Posted by
Steve Smith on
URL: http://friam.383.s1.nabble.com/Picture-of-the-Internet-tp7583065p7583074.html
>> In Berkeley ca 2005, if I felt sluggish (I mean my internet),
> I can imagine a more urban area being more problematic. I've heard that
> some ISPs include restrictions on wifi sharing in their terms of service
> "agreements":
>
>
http://w2.eff.org/Infrastructure/Wireless_cellular_radio/wireless_friendly_isp_list.htmlWhile the agreements tend to be a little vague and biased *against* the
consumer (not a surprise given who writes them?), there *is* some common
sense we use everywhere. We don't take an all-you-can-eat salad bar
plate and feed a family from it but we might give a child or a partner a
morsel from our plate without guilt. We don't help our neighbor tap
our water main so they can shut off their own service but we might water
an isolated corner of their lawn or a flowerbed that is close to our own
but hard to reach from their own infrastructure. We don't steal pencils
and pens from our workplace to avoid buying them for our children's
school or our own home desk but we don't panic when we leave work with
one in our pocket. We don't insure a car for a high-risk driver to use
without putting them on the list of drivers but we might let them borrow
our car now and again.
This seems like another form of tragedy around the commons?
So, how *do* legitimate Mesh Networks get created/propogated if access
to the backbone is controlled by angry trolls at the gates?
I am sure that in Berkeley there were any number (probably much less
than 50% of the households) who depended on the goodwill of folks like
myself to avoid obtaining their own service.

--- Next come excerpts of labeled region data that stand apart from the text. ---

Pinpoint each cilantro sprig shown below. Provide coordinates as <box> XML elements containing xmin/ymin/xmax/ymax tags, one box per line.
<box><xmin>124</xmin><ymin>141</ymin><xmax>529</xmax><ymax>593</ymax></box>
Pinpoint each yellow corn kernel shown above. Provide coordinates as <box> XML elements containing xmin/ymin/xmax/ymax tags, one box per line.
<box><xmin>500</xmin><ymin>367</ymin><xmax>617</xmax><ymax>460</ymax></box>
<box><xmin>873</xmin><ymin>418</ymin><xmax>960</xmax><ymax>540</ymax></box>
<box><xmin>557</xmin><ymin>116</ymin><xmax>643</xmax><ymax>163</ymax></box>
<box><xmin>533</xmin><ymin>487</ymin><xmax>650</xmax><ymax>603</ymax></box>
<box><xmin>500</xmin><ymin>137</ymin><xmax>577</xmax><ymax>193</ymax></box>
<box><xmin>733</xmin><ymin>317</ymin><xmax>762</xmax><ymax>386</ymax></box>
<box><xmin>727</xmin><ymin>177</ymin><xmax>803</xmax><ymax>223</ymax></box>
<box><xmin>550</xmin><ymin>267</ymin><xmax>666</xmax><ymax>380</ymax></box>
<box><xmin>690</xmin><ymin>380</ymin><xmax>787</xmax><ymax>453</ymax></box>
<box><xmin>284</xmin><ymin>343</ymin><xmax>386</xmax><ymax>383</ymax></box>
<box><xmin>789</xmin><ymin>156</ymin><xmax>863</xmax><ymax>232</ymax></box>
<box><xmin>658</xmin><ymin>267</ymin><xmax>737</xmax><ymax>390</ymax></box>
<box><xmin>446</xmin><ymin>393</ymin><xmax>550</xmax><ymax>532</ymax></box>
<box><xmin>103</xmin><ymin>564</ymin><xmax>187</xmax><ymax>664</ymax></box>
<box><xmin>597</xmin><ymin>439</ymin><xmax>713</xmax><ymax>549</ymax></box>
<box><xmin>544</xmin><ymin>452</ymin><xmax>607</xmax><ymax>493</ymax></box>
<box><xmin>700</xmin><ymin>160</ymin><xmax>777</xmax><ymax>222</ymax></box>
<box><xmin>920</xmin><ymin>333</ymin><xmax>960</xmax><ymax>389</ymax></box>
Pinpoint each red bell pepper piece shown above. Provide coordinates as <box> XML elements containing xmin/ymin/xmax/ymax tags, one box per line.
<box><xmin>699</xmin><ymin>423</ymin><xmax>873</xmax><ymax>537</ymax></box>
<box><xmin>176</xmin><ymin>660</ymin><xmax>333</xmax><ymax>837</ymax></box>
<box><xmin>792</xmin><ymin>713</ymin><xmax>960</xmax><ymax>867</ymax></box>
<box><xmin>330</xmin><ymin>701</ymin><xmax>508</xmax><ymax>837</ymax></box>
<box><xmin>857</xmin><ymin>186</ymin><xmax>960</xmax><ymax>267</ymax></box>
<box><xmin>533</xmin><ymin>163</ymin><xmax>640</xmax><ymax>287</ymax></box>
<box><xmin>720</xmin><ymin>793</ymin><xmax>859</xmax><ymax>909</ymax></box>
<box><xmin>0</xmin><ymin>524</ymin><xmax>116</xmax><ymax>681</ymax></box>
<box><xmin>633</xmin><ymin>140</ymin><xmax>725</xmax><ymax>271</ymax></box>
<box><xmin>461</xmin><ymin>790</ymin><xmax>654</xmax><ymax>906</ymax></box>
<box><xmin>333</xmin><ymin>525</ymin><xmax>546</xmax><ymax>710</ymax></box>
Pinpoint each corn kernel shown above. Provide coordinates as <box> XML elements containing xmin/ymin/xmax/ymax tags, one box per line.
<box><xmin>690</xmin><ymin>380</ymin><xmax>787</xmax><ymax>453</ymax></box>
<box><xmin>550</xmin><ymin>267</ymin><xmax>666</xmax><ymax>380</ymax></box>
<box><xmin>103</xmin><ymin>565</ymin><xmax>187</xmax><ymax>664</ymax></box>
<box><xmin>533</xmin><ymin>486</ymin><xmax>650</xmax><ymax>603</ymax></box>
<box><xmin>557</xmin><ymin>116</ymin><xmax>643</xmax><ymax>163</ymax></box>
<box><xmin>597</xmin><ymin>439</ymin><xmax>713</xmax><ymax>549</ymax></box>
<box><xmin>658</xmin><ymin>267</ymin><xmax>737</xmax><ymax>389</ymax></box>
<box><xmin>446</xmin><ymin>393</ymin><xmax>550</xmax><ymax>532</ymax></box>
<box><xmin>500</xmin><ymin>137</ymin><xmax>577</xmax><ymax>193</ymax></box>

On the other hand, my experience with PacBell suggests these folks felt
that may have felt they had no good options. PacBell required that I
sign a 12 month agreement to get internet... even though I told them I
only planned to live there 11 months... they had no option so I took the
12 month deal. When it was time to leave, I tried to get them to waive
the $200 "early termination fee" when I was shutting down 20 days before
my 365... they weren't having it. So finally I told them I would keep
the service until the year was up and they said that as soon as they
detected that all my devices were disconnected from the service *they*
would terminate my service (unattended service?), which they did, and
then levied the $200 fee which I ignored which still plagues me
everytime I try to refinance my house! In the post subprime mortgage
world, it seems a smudge as faint and explainable as that can move you
from super-prime to questionable! Students who likely move through
apartments as frequently as on a semester basis are just SOL unless good
samaritans (scofflaws?) like myself provide an alternative?